In 2015, the Global Education Monitoring report published by UNESCO (United Nations Educational Scientific and Cultural Organization) found that “improving knowledge, instilling values, fostering beliefs and shifting attitudes, education has considerable power to help individual reconsider environmentally harmful lifestyles and behavior.” Educating across age ranges is particularly important amid cultures that have not traditionally needed to worry about the environment, but fortunately, recognizing that today we all have to worry about it, a growing number of countries require environmental education, and it’s working. Among them, India has environmental education programs targeted for learners from preschool through adult. It’s estimated that since 2003, in some form or other, these programs have reached 300 million students. The results have been varied and mixed, but generally good and trending positive, these programs are shaping attitudes about individual behaviors, choices and sustainability.

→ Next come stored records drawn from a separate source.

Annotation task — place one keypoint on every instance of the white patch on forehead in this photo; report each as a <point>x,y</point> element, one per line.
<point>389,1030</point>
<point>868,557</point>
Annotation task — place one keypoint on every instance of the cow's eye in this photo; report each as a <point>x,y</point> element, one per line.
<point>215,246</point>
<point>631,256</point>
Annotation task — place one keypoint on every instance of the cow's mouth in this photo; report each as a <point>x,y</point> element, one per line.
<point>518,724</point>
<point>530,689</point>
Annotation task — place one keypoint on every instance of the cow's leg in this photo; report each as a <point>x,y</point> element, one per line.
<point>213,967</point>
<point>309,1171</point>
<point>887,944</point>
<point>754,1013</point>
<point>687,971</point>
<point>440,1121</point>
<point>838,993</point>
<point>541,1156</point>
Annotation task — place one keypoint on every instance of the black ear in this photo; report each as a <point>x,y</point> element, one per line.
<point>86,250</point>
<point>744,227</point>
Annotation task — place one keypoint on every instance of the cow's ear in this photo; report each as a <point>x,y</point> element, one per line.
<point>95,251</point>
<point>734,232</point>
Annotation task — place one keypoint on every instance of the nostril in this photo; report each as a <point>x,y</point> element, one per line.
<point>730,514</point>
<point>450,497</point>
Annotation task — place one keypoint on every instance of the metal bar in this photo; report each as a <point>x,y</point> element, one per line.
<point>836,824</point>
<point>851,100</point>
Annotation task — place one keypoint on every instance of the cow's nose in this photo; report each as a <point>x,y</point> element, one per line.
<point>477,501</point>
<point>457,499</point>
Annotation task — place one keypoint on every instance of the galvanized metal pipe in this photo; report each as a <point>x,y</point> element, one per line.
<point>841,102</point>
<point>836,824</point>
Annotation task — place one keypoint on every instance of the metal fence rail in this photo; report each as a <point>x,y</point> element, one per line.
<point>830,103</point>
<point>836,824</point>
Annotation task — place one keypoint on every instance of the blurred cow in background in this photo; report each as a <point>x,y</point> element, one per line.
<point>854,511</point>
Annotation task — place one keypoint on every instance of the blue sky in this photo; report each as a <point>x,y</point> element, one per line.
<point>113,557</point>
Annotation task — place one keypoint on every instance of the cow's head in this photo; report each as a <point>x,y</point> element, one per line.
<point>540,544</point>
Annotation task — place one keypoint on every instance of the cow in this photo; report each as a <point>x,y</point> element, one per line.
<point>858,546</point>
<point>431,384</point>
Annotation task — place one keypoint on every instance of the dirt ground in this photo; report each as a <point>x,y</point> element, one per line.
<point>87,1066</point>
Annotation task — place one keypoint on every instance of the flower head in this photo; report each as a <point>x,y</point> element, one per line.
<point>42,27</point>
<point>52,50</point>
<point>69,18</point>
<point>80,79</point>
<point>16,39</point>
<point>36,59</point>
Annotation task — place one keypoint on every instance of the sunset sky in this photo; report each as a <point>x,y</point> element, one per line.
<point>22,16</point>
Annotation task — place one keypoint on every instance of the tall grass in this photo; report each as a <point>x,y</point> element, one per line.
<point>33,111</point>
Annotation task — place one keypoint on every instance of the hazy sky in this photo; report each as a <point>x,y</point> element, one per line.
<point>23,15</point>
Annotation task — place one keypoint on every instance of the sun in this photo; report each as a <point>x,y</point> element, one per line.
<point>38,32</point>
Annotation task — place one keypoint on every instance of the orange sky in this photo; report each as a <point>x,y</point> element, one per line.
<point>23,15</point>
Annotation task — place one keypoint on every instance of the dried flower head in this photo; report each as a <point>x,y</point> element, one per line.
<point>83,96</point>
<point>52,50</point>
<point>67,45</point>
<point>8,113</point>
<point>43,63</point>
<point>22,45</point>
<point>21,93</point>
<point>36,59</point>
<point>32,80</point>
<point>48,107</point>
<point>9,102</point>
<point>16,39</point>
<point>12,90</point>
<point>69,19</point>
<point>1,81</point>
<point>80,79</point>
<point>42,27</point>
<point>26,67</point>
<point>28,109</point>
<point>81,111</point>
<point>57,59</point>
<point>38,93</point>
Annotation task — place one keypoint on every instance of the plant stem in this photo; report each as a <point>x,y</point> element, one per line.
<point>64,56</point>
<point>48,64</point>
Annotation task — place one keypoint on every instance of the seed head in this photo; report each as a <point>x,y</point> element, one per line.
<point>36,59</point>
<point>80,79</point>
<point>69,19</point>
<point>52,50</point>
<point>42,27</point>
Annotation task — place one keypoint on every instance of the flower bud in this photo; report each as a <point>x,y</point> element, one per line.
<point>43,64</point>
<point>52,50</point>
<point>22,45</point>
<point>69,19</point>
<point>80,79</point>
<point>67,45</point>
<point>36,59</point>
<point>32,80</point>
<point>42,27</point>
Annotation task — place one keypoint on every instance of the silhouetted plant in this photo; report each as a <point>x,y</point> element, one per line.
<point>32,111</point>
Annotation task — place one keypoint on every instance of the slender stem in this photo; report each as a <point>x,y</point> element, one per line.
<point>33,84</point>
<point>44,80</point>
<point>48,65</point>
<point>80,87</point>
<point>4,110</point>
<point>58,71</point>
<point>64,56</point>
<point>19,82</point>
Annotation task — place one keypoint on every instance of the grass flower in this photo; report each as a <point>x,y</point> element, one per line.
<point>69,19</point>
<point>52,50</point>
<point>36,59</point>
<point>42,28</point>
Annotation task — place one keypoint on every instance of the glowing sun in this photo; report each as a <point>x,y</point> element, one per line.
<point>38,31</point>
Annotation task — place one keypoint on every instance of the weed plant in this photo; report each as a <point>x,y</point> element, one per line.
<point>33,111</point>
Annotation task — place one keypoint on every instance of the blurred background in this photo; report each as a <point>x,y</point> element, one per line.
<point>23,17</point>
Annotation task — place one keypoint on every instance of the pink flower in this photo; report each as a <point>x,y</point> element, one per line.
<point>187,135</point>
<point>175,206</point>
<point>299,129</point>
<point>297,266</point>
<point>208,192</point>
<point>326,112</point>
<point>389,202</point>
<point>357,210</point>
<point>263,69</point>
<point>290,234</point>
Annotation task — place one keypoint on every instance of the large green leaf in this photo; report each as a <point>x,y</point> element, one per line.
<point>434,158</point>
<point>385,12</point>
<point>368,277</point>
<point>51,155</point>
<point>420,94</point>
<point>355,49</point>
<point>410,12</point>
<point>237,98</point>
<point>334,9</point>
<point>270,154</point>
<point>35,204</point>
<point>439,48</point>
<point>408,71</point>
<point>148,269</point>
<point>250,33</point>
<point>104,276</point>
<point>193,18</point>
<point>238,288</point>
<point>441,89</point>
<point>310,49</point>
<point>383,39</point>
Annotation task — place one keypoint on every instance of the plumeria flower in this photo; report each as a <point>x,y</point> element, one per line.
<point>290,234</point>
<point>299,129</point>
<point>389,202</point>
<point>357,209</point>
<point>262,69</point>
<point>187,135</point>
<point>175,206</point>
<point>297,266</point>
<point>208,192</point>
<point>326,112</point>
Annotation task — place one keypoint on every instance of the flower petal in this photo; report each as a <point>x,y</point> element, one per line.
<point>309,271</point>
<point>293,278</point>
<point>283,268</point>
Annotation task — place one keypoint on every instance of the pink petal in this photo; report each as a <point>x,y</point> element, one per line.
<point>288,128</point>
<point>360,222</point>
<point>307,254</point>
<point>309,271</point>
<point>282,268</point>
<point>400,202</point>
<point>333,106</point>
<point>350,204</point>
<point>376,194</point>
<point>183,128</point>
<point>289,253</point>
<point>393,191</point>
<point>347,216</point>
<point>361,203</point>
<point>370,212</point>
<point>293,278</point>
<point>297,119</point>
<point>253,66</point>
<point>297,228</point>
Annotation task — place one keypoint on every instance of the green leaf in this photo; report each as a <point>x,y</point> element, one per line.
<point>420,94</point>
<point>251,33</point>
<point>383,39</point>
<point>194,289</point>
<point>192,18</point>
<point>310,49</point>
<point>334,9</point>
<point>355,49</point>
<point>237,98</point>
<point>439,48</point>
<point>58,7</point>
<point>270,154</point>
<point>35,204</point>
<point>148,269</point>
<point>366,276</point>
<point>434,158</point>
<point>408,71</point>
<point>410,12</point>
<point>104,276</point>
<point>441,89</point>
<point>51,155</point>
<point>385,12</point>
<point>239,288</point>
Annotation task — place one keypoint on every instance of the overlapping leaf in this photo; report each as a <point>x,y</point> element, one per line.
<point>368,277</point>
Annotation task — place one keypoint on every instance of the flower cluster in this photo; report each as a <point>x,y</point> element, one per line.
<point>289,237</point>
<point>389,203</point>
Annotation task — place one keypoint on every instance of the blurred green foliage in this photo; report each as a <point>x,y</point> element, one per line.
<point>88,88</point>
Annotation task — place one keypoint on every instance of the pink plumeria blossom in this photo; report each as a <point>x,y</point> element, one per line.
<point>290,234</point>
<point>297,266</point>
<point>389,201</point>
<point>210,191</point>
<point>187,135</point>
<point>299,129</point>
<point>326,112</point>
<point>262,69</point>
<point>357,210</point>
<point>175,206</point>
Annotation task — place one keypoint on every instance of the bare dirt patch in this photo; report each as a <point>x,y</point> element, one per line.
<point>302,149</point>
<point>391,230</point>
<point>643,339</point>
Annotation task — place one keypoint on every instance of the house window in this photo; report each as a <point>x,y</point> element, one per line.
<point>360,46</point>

Admittedly, some have questioned the ability to reshape values past adolescence, but a 2017 study in People’s Republic of China studied the effect of environmental education on 287 older (college age) students at Minzu University, Beijing, and found “notable positive effects on environmental attitude.” Beyond this study, China has demonstrated the difference education can make when it supports, and is supported by, government efforts and policy. Formerly the number one consumer of shark fin soup (shark fin soup accounts for about 73 million sharks killed annually), a Wild Aid report says that since 2011 consumption has fallen 80 percent in China.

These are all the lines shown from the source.